Among other things, the Act bars New Jersey employers from paying employees in a protected class a rate of compensation (including benefits) less than the rate paid to other employees not members of the class for substantially similar work, with regard to skill, effort, and responsibility. Exceptions to this broad prohibition are limited. They include situations where the employer can establish that the differing rate of compensation is made according to a seniority or merit system. An exception is also available if the employer can show all of the following:
- that the differential is based on at least one legitimate factor other than the characteristics of the protected class, such as training, education or experience, or the quantity or quality of production;
- that this factor(s) is not predicated on and does not perpetuate a difference in compensation based on sex or another characteristic of the protected class;
- that the factor(s) is applied reasonably;
- that the factor(s) accounts for the entire compensation differential; and
- that the factor(s) is job-related vis-à-vis the position at issue and based on business necessity, which will not apply if it is shown that alternative business practices exist that would serve the same business purpose without creating the disparity in compensation.
Comparisons of compensation rates are to be based on rates across all of the employer’s operations or facilities, not just the particular employee’s geographic location. Employers may not remedy any unlawful discrepancy in compensation by lowering the rate of more highly compensated comparator employee(s).
In addition to these provisions on unlawful employment discrimination, the Act expands protected activity to include an employee’s discussion with or disclosure to a lawyer to seek legal advice or government agency information about the job title, job category, or compensation of the employee or any other company employee, past or present. Employers likewise may not require employees or prospective employees as a condition of employment to waive their rights to such disclosures or agree not to make them.

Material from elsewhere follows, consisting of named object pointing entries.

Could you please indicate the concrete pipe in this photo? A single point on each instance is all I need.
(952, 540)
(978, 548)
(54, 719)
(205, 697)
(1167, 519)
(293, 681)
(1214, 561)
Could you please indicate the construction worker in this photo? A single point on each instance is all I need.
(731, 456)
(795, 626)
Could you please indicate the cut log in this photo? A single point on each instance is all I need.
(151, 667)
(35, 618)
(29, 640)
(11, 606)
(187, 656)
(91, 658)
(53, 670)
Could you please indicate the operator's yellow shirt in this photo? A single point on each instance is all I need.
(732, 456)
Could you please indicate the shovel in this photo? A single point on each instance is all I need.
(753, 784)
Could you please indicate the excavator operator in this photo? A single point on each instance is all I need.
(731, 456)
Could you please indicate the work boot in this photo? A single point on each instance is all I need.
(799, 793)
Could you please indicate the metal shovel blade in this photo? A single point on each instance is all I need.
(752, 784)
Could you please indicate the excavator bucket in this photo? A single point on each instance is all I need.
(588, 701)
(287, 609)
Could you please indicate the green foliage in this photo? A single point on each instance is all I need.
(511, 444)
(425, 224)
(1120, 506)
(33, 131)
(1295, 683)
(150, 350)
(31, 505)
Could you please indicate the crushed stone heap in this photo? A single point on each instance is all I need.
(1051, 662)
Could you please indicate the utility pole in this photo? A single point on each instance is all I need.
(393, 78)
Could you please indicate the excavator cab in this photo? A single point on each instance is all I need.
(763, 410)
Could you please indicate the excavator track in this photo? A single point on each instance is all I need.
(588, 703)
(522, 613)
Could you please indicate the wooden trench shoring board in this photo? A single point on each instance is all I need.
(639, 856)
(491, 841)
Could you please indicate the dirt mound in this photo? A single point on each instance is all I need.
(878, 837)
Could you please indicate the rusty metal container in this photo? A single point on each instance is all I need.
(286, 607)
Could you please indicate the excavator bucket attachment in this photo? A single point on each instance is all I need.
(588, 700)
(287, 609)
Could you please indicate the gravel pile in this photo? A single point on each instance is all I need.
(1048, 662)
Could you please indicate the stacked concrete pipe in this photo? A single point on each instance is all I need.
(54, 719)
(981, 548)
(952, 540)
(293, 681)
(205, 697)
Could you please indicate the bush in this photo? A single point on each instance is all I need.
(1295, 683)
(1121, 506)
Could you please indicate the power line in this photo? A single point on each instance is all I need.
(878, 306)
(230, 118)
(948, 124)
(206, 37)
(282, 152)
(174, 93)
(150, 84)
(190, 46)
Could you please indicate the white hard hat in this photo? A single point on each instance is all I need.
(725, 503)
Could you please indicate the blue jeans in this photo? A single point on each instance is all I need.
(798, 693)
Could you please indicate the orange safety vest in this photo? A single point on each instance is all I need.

Persons subjected to discrimination in compensation may potentially recover back pay for the entire period the violation has been occurring, up to six years, as well as any other relief for which LAD already provides. Notably, triple the amount of any monetary damages are mandated against an employer that a jury finds guilty of breaching provisions of the Act related to nondiscrimination and nonretaliation.
For public works contracts in New Jersey, the Act adds new types of information that must be reported to the Commissioner of Labor and Workforce Development, including as to compensation, hours, and ethnicity. The Commissioner is tasked with revising the reporting form, which public works employers must use.
New Jersey employers should familiarize themselves with the Act. They should carefully review and assess for compliance their compensation polices and practices as well as employees’ compensation packages across work functions at all locations.